Rads tend to agree on PET liver measurements

Two readers had excellent interreader agreement on liver standardized uptake value normalized to lean body mass (SUVlean) on PET exams, with similar results at three locations in the right lobe of the liver, according to a study published online Jan. 7 in Radiology.

As practice transitions from qualitative PET analysis to quantitative analysis, the need to understand interreader and locational variability arises. For example the liver-to-lesion uptake ratio may help predict benign and malignant mediastinal lymphadenopathy in various cancers. The average value of SUL, or SUVmean, of the liver may provide a target for response to therapy assessment. However, interreader variability or variability by site could compromise target selection.

Maya Viner, BA, from the department of radiology at Boston University School of Medicine, and colleagues devised a retrospective analysis to evaluate inter-reader agreement and the impact of site volume of interest on the reliability and variability of liver SUVmean.

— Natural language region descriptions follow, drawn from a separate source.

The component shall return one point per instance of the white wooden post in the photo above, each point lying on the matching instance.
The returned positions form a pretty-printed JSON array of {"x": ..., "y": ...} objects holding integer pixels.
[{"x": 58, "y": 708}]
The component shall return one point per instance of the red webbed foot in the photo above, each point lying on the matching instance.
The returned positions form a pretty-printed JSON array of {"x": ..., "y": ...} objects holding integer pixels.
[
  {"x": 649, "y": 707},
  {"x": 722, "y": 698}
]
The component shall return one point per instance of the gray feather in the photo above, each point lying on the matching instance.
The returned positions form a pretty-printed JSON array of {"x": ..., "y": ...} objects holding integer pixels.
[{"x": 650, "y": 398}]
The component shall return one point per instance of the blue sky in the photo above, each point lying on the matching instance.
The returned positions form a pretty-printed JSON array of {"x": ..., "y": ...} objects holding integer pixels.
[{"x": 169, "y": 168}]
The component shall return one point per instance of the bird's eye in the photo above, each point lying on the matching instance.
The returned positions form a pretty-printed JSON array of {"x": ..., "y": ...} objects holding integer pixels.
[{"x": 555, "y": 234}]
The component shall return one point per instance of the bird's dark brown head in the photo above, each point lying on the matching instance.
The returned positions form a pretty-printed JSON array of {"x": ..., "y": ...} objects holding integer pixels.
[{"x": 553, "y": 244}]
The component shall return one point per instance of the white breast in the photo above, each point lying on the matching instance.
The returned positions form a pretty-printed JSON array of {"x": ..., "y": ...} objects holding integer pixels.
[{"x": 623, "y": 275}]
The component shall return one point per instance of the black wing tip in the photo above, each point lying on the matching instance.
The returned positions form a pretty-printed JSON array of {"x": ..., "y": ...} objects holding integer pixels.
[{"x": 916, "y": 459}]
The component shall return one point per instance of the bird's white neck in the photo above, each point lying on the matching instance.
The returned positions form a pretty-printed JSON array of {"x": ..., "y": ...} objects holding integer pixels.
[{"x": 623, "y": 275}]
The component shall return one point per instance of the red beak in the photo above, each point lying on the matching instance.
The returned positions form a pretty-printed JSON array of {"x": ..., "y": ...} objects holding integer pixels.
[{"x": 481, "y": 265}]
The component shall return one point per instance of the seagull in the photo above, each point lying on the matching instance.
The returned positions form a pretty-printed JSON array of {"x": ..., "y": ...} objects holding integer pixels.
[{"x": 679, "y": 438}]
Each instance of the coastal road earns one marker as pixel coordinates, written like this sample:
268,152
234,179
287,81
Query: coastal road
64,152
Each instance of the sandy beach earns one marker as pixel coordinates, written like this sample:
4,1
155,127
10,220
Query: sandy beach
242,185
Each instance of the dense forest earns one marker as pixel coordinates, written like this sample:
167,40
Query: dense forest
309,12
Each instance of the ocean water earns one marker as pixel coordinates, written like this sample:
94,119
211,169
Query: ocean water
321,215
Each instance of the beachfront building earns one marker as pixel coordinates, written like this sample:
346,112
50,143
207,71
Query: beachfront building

“The motivation was to understand errors in measuring liver SULmean that can affect standardization and quantitative PET imaging in oncology,” wrote Viner et al.

The researchers assessed 116 patients who underwent a baseline PET/CT for staging of breast, head and neck or thyroid cancer or lymphoma.

Viner and colleagues evaluated intrareader agreement for liver SULmean measurements at the upper, lower and portal vein levels of the right lobe of the liver for two individual readers and found “a high degree of intrareader agreement for measurements at different levels.”

The researchers also reviewed interreader agreement for liver SULmean at the three locations and reported “high agreement between readers for each one of the three levels.” The greatest precision was in the upper level.

SULmean has been proposed as quality control measure for FDG PET/CT and was used in the PET Response Criteria in Solid Tumors (PERCIST) 1.0 study. The current findings carry implications for quantitative imaging in oncology, according to the researchers.

“Consistent placement of the volume of interest within the right lobe of the liver at the upper aspect would reduce the variance of the liver SULmean measurements and would allow more consistent SULpeak cutpoints for target lesions to be used in PERCIST criteria, for quality control purposes and for lesion background FDG uptake quantification,” summed Viner et al.